Yehren, I have taken the time to read the Articles of Confederation other than the first article. Canada is mentioned in one article as being able to join the United States without the approval of the other states. This is not included in the present Constitution.
Now you can nit pick U.S. history without changing the fact that George Washington was the first man elected President by the people of the United States under the Constitution of the United States.
I guess you are ashamed of your degrees.
Joe, as to personal attacks when you accuse scientists of pseudoscience only because they disagree with you, you are in fact posting personal attacks aimed at people who are not here to defend their positions.
That's why I've been quite adamant about the lack of scholarly published research on the part of ye-creationists (on the topic of ye-creationism).

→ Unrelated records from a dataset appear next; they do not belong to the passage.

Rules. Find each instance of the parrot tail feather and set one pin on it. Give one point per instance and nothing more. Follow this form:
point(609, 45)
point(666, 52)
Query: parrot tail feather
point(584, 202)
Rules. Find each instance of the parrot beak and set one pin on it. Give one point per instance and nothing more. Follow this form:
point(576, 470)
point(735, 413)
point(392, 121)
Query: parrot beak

I know that this is how science is done and how science makes progress.
One of my uncles was the head of the engineering department of the University of Utah, I have a cousin who recently retired from teaching geology at the University of Missouri, I have another cousin with a Ph.D. in physics and all of them have informed me that getting any concept reviewed in scientific journals is next to impossible if the article contradicts the "party line". You know this to be true as well as I do, therefore your insistence that only peer-reviewed articles contain topics for discussion is both self-serving and ludicrous.

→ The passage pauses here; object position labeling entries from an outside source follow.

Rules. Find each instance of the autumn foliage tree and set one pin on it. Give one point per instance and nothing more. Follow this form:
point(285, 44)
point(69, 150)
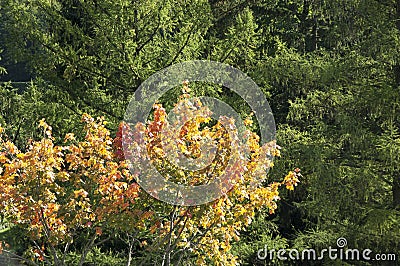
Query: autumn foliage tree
point(58, 192)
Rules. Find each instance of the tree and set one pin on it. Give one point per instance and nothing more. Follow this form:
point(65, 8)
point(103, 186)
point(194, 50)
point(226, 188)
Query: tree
point(85, 187)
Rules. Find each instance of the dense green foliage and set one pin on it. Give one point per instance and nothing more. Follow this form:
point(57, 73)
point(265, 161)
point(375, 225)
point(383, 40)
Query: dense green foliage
point(330, 69)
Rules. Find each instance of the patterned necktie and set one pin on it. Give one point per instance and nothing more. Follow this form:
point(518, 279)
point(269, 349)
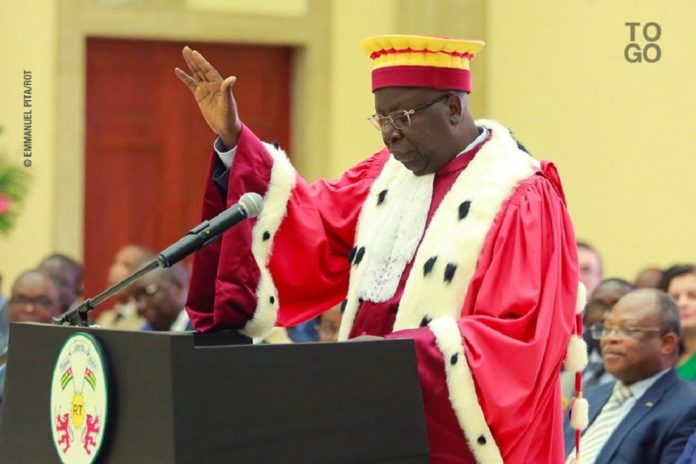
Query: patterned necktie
point(601, 429)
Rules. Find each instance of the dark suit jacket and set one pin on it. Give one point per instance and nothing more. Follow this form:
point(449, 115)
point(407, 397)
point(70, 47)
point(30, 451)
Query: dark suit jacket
point(689, 455)
point(654, 431)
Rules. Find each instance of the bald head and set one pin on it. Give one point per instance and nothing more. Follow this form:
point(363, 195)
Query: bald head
point(161, 295)
point(67, 275)
point(34, 298)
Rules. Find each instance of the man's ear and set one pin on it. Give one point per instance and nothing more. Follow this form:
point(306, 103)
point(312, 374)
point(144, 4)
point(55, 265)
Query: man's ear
point(670, 343)
point(455, 106)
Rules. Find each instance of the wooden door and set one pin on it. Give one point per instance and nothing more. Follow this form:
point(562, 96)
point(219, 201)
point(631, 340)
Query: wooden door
point(147, 147)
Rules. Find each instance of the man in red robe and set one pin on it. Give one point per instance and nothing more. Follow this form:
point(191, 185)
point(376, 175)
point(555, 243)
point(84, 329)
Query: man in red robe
point(452, 235)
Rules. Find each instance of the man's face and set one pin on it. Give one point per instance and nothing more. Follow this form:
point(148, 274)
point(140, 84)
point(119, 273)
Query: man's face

Behe, Wells, Meyers, and other scientists have published books and articles that are informative and, in my opinion, call many concepts of evolution into question. By your own admission you would rather debate what you refer to as a socio-political agenda than science.
Faraday, Michael
English bookbinder who became interested in electricity. He obtained an assistantship in Davy's lab, then began to conduct his own experiments. He wrote a review article on current views about electricity and magnetism in 1821, for which he reproduced Oersted's experiment. He was one of the greatest experimenters ever. Because he was self trained, however, he had no grasp of mathematics and could therefore not understand a word of Ampère's papers. In the course of his experiments, Faraday discovered that a suspended magnet would revolve around a current bearing wire, leading him to propose that magnetism was a circular force. He also discovered magnetic optical rotation, invented the dynamo (a device capable of converting electricity to motion) in 1821, discovered electromagnetic induction in 1831, and devised the laws of chemical electrodeposition of metals from solutions in 1857.

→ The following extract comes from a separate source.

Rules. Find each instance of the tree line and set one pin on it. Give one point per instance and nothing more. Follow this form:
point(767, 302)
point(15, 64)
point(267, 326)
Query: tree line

http://scienceworld.wolfram.com/biography/Faraday.html
Education in a specific field is not required to understand science or to do science.
As to your neurosurgeon example, I would not hesitate to ask a neurosurgeon with specific practical knowledge of mechanics a question regarding an engine or car if I knew the neurosurgeon personally and the individual had the knowledge to diagnose engine or car problems. I am not a mechanic, however my father was and I learned by the apprentice method how to diagnose most engine problems before I graduated from high school.